Or so says the Queen’s speech and the accompanying notes the government published today.
“My ministers will continue to promote the Help to Buy and Right to Buy schemes to support home ownership,” she said this morning.
These are not really the Queen’s words of course – she is given the speech by the government, and she doesn’t go anywhere near the briefing notes handed out alongside the speech.
These go into more depth on the housing market and show the government firmly disagrees with economists’ warnings on booming prices.
“Over 7,300 households have been supported by the Help to Buy: mortgage guarantee scheme by the end of March, of which 80 per cent are for first time buyers,” said the document.
“Only 19 per cent of mortgage applications are from London and the South East, with the average price less than £152,000, and this has not resulted in a housing bubble.”
This could become a major row in the coming months – pressure is mounting on Bank of England governor Mark Carney to pull the plug on the Help to Buy scheme, or at least tone it down.
Prices in London are rising by as much as 20 per cent per year, an unusually fast rate even by the standards of Britain's volatile market.

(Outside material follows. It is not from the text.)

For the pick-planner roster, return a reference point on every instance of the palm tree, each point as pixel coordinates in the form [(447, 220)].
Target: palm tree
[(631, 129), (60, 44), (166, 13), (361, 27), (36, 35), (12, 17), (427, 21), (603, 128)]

The Bank has to act to prevent risks to financial stability, and a housing bubble could be one of those risks, as a subsequent crash would leave Britain’s banks with a lot of bad debts on their hands.
It will be politically troublesome to end the Help to Buy scheme just months after the chancellor launched it, but the Bank of England is meant to be independent and able to work free of the government’s intervention.
This move today appears to show the government pushing back against critics of the scheme and so trying to tilt the pressure on Carney in the other direction.
The Financial Policy Committee surely didn’t expect to handle such delicate issues quite so soon after its establishment.